Right: Waitrose has partnered with ByBox to provide lockers at Gatwick Airport in the UK
The posts
Posts understand the importance and convenience to the consumer of C&C and
are responding through an expanding network of parcel lockers, which offer 24/7 collection options and delivery points. For example, in Germany, Deutsche Post DHL has introduced 2,650 Packstations to provide nationwide distribution, while Australia Post has invested A$50m (US$43m) in 250 parcel terminals. Posts are also entering into partnerships with third-party suppliers to provide pack stations, as is the case in France, where Le Groupe La Poste is working with NeoPost to roll out 1,500 lockers by 2016 operating under the Packcity brand. However, it would also be fair to say that most haven’t truly grasped the opportunity and few entered at the onset of C&C.
“Posts in any domestic market have the biggest infrastructure and the greatest capacity,” says Starkey. “If they did C&C well, why would any other competitor enter the market? The fact is they’ve missed it. Other faster, more agile competitors have come in with better technology and a better opening-hour proposition, and posts have let the opportunity fly by. Only now are they starting to respond. The Post Office in the UK has just announced C&C locations with extended opening hours and is starting to install boxes in some locations. In 2008, the only competition was 2,500 locations, but by the end of 2014 the Post Office will be competing with 20,000 locations. If it had acted fast enough, those 20,000 wouldn’t have happened. But posts still have the opportunity to be trusted.”
In a similar vein, the US Postal Service has created Gopost, its own C&C solution. “Gopost represents the next great innovation from USPS,” explains Kelly Sigmon, vice president of USPS Channel Access. “It’s based on a simple yet novel idea: why wait for your package when your package can wait for you.”

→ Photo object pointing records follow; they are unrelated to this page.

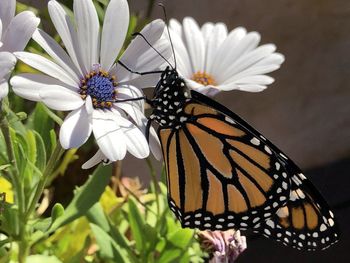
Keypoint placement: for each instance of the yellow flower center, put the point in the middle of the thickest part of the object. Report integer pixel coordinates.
(203, 78)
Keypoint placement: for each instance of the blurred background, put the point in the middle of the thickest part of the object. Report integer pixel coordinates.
(306, 112)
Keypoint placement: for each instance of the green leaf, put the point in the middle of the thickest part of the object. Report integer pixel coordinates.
(181, 238)
(136, 224)
(108, 247)
(42, 259)
(85, 197)
(41, 152)
(4, 167)
(9, 220)
(57, 211)
(41, 122)
(96, 215)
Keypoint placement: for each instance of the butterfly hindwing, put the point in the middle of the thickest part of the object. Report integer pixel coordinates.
(220, 174)
(305, 222)
(223, 174)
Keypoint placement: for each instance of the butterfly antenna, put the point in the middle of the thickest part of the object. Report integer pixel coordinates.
(167, 27)
(139, 34)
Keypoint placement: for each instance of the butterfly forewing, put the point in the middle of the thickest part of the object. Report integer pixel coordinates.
(222, 173)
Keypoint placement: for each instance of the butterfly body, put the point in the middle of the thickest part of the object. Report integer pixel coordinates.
(208, 187)
(170, 94)
(223, 174)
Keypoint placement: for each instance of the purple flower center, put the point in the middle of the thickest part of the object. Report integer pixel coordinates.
(100, 86)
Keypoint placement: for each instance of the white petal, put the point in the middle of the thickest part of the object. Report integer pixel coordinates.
(154, 144)
(175, 26)
(7, 63)
(209, 91)
(57, 53)
(4, 88)
(242, 87)
(76, 129)
(183, 62)
(129, 92)
(207, 30)
(135, 140)
(108, 135)
(248, 60)
(115, 27)
(88, 32)
(228, 57)
(266, 65)
(28, 85)
(141, 121)
(140, 57)
(7, 12)
(60, 98)
(94, 160)
(213, 43)
(48, 67)
(256, 79)
(20, 31)
(195, 43)
(66, 30)
(230, 43)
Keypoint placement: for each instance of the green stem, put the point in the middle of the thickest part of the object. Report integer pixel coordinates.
(16, 181)
(150, 9)
(155, 183)
(56, 155)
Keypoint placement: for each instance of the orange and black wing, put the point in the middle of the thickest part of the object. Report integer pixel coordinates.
(221, 172)
(305, 222)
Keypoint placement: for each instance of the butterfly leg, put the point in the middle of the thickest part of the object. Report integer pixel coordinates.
(139, 73)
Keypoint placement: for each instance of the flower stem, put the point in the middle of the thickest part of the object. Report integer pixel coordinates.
(56, 155)
(16, 181)
(155, 183)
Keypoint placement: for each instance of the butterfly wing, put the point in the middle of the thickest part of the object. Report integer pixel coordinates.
(305, 222)
(221, 173)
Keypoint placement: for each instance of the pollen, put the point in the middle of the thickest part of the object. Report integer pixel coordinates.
(203, 78)
(101, 87)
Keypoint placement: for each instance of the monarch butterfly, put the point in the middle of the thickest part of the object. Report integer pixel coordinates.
(222, 173)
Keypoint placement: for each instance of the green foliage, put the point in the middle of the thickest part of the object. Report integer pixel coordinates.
(96, 224)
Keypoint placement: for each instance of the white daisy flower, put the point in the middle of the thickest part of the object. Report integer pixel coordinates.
(87, 82)
(212, 60)
(15, 32)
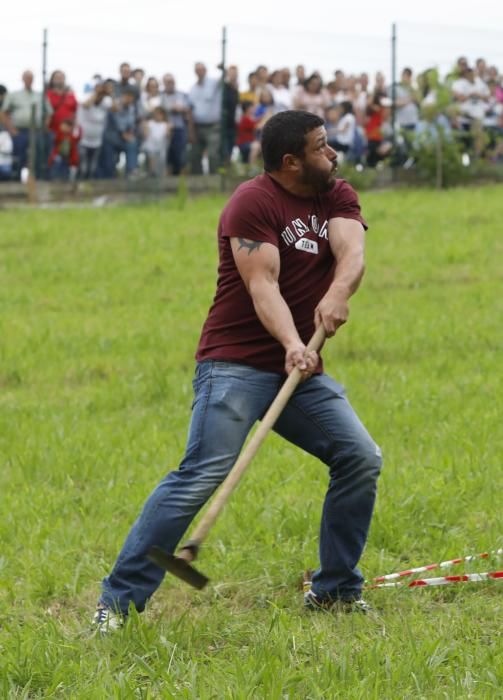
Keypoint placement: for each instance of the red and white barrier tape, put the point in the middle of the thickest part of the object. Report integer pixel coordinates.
(441, 580)
(441, 565)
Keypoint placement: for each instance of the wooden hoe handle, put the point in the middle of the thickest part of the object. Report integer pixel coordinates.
(189, 550)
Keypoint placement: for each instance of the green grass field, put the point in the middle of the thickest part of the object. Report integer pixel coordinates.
(100, 315)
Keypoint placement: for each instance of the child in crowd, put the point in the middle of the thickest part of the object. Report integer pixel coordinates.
(157, 131)
(64, 156)
(246, 130)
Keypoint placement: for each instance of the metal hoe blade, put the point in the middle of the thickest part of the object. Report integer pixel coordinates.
(178, 567)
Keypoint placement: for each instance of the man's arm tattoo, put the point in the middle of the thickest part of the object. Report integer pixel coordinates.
(251, 245)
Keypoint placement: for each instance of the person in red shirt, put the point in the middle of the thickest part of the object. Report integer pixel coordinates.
(63, 101)
(64, 156)
(376, 114)
(246, 130)
(291, 254)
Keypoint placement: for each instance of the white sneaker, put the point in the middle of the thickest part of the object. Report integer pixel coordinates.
(105, 620)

This is all well and good, yet the pilot scheme, established in 2012, is still ongoing and features only 25 sites with a mere 80 lockers at each. To put this into a more general C&C perspective, this year USA Walmart announced a target of 60% of its online orders to be collected in store, with Macy’s also looking to leverage its in-store pick-up through its 500 in-store fulfillment locations.
“I don’t think there is a compelling and tailored offering from the posts on C&C,” says Staunton. “Since privatization you can see that the UK Post Office has had an increasingly broader scope and is looking to compete in the PUDO market more aggressively, but not fully formed as yet.”
“Posts need to align their key strengths in last-mile delivery and roll them out regardless of whether the last mile is to the consumer at their home, their office, or to a collection point of the consumers’ choice,” concludes Harrison. “Surveys show that delivery choice is one of the key factors that encourages cross-border e-commerce, which is seen as a major growth driver in the years to come.”